In other news, I finally found free hosting for my own .ico-format favicon. That made me rejoice, but on the other hand I just recently saw how my Website looks on a Mac in AOL and Safari and that was depressing indeed. Getting to work just in IE & Firefox on a PC has been many an evening's work. What the heck, some people collect stamps.

Thursday, November 02, 2006 10:08:00 PM  
Blogger Paul Burgess said...

I'm not really familiar with any image-manipulation software other than the GIMP, and I'm not sure if the GIMP is available for Windows— I first got into it when I switched to Linux. The GIMP does allow fairly decent reduction of .JPGs, with an image preview window to see how far you can reduce the image before artefacts start appearing.

As for Brouwer and Intuitionism... as a matter of fact, when I was in graduate math, there was another Brouwer who was chair of the UW-Madison math department. No idea whether he was related to the Brouwer of Intuitionism (I think 25 years ago I could've told you), though I recall he came from a family of mathematicians, which had been associated with Emmy Noether in the earlier part of the 20th century.

My graduate advisor at Madison had been a student of Alonzo Church's, whose other doctoral students (much earlier on) included Stephen Kleene and Alan Turing. Math is a small world— not six degrees of separation, more like just two or three degrees.

Friday, November 03, 2006 8:16:00 AM  
Blogger The Tetrast said...

Brouwer and intuitionism? I was thinking of alternatives among predefined connotations. At least I didn't think that it was the same subject.
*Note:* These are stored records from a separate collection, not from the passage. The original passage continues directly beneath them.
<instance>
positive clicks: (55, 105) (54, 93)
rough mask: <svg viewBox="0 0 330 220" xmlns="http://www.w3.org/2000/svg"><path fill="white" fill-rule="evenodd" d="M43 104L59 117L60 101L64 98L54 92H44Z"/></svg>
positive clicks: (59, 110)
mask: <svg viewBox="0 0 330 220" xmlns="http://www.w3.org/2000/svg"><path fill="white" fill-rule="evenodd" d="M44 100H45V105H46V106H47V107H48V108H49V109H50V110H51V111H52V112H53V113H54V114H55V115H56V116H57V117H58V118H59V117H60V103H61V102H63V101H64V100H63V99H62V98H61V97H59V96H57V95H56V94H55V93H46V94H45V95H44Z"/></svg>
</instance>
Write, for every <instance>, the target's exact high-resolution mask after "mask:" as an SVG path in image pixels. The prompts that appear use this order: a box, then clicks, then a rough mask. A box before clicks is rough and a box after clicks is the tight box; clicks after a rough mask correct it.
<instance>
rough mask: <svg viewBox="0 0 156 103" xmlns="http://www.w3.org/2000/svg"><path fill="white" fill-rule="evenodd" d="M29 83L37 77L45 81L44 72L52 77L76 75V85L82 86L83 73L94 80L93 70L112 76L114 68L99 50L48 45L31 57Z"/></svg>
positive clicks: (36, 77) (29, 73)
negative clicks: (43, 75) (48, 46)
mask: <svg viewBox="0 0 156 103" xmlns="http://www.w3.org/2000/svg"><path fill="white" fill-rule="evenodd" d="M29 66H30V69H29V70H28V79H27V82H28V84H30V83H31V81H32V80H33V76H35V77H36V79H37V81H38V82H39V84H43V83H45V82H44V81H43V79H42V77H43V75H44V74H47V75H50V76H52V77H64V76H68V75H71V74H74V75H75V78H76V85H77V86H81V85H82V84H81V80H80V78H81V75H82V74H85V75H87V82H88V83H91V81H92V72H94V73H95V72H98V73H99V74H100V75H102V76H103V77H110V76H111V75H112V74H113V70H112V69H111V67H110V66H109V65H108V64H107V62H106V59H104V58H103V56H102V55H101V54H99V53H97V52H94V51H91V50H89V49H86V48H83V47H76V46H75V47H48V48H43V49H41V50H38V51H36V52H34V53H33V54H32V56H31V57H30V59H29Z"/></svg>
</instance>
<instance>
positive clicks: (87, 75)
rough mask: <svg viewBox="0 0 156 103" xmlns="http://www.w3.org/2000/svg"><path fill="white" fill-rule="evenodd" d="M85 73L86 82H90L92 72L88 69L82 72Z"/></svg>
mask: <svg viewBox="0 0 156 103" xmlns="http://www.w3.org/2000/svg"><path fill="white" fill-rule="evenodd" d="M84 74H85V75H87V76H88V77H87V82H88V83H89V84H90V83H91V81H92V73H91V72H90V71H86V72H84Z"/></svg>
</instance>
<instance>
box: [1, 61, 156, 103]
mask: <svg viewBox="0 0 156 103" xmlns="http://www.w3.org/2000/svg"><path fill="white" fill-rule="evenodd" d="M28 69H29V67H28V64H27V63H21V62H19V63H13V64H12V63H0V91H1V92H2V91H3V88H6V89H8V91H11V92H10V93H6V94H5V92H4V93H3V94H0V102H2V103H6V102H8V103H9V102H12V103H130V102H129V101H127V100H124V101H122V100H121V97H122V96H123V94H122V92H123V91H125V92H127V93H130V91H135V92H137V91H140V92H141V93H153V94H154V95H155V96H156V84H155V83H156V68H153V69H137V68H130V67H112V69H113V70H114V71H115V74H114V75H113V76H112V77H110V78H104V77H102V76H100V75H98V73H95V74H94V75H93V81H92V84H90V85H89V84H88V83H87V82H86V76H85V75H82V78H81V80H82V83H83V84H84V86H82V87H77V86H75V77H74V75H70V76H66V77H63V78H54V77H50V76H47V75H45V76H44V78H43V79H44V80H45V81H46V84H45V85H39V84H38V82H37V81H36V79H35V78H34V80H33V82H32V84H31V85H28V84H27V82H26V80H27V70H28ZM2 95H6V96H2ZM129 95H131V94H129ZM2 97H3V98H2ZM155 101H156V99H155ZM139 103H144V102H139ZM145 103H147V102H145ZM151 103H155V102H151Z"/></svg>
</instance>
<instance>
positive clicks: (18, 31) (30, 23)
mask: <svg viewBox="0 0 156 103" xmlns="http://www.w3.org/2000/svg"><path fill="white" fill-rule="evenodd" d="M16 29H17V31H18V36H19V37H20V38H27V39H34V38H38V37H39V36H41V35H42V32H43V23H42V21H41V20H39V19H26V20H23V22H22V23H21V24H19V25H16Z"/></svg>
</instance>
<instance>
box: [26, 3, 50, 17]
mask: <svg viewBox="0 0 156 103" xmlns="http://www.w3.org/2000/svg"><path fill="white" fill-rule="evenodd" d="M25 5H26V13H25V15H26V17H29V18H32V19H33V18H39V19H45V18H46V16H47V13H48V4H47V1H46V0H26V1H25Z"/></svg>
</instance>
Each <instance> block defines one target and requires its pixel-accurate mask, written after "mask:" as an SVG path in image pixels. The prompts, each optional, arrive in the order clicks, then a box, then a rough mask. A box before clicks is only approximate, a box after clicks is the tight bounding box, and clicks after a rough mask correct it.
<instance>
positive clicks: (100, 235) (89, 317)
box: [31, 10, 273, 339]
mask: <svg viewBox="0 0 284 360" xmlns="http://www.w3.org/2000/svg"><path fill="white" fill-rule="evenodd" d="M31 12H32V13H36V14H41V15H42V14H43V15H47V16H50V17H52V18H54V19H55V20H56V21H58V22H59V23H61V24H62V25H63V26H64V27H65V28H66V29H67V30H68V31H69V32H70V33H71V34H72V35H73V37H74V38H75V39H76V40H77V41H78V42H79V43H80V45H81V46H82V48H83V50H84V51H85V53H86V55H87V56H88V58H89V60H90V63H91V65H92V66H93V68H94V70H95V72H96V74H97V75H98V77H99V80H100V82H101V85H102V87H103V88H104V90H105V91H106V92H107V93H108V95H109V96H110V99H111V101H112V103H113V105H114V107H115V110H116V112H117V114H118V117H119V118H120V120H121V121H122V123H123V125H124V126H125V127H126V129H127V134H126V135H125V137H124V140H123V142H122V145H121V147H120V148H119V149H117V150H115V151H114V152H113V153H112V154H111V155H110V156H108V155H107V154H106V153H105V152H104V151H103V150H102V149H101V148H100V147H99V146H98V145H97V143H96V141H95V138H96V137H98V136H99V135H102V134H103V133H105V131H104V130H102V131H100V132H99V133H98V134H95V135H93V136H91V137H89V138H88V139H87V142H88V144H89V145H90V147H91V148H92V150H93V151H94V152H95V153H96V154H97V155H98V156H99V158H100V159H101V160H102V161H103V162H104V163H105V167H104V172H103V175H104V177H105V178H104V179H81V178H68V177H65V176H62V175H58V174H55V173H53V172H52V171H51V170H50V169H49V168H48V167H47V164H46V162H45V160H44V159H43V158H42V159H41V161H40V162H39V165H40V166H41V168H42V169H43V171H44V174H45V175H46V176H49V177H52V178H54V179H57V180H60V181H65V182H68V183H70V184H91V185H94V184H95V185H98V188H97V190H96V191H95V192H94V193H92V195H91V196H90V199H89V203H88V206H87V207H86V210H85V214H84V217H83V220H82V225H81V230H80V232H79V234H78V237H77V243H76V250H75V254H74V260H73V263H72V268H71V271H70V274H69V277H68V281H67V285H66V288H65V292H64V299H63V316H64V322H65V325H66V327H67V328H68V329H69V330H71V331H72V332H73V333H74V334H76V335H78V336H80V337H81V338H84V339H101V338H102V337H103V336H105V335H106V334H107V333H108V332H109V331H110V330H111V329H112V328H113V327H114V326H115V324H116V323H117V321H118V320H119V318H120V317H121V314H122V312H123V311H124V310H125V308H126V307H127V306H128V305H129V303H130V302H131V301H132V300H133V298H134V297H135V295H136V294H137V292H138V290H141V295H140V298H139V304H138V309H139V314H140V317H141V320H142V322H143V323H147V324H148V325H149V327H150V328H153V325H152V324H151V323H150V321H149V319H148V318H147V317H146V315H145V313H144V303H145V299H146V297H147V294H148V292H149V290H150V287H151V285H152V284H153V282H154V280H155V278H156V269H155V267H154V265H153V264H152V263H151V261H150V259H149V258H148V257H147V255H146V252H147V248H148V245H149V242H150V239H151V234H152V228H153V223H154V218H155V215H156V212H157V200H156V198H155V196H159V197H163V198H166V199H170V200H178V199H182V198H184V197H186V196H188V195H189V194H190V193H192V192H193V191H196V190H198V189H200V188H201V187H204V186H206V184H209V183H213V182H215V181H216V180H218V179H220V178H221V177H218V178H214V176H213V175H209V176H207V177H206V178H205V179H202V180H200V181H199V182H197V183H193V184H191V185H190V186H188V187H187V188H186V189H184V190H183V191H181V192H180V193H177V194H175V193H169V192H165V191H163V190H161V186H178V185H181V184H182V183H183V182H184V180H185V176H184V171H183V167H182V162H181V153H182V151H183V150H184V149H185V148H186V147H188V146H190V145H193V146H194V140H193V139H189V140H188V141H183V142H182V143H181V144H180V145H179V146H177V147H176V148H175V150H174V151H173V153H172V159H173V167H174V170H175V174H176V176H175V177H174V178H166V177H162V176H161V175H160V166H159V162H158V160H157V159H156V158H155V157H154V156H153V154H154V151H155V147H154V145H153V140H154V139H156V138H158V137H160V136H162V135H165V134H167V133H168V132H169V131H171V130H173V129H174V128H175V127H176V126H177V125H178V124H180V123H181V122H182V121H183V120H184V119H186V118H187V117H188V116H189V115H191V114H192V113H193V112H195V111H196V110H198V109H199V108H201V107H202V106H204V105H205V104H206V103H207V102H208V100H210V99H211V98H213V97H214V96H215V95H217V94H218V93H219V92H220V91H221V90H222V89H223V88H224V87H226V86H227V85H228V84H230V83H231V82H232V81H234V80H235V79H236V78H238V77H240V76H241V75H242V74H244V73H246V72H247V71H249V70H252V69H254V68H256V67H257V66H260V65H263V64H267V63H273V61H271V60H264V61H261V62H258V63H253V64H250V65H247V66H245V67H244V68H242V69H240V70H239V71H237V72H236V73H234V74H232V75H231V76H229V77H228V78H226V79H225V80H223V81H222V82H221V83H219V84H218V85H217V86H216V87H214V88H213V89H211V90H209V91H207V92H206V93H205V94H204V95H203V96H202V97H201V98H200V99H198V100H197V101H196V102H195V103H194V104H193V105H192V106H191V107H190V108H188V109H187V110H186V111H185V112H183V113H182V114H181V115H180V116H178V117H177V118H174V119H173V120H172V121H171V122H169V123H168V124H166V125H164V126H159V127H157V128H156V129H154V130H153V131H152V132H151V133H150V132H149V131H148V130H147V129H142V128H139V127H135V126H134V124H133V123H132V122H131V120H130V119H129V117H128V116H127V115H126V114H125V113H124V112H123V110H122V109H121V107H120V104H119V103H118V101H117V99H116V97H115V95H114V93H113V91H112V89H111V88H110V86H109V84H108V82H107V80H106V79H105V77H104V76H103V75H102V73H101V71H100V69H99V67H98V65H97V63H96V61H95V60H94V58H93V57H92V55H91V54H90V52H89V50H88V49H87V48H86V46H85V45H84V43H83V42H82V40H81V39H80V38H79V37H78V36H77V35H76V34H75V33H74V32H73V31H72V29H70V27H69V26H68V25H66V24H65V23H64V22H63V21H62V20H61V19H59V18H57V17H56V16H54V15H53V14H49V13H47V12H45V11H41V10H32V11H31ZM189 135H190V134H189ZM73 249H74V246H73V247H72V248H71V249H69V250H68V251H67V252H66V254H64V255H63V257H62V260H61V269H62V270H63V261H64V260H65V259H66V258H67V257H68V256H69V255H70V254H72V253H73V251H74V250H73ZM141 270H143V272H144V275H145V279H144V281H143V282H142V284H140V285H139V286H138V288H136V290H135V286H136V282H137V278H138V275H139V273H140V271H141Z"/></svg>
I forgot my Erdös Number but I think it was three.

Friday, November 03, 2006 10:11:00 AM  
Blogger The Tetrast said...

Actually I think that I was thinking more generally of alternatives among definitions, be they extensional or intensional. 2nd cup of coffee still in the works.

Friday, November 03, 2006 10:16:00 AM  
Blogger Paul Burgess said...

The GIMP does allow fairly decent reduction of .JPGs, with an image preview window to see how far you can reduce the image before artefacts start appearing.

Oops, that ought to read, "The GIMP does allow fairly decent reduction of .JPGs, with an image preview window to see how far you can reduce the filesize before artefacts start appearing."

Reducing the size of the image is, of course, a completely different function.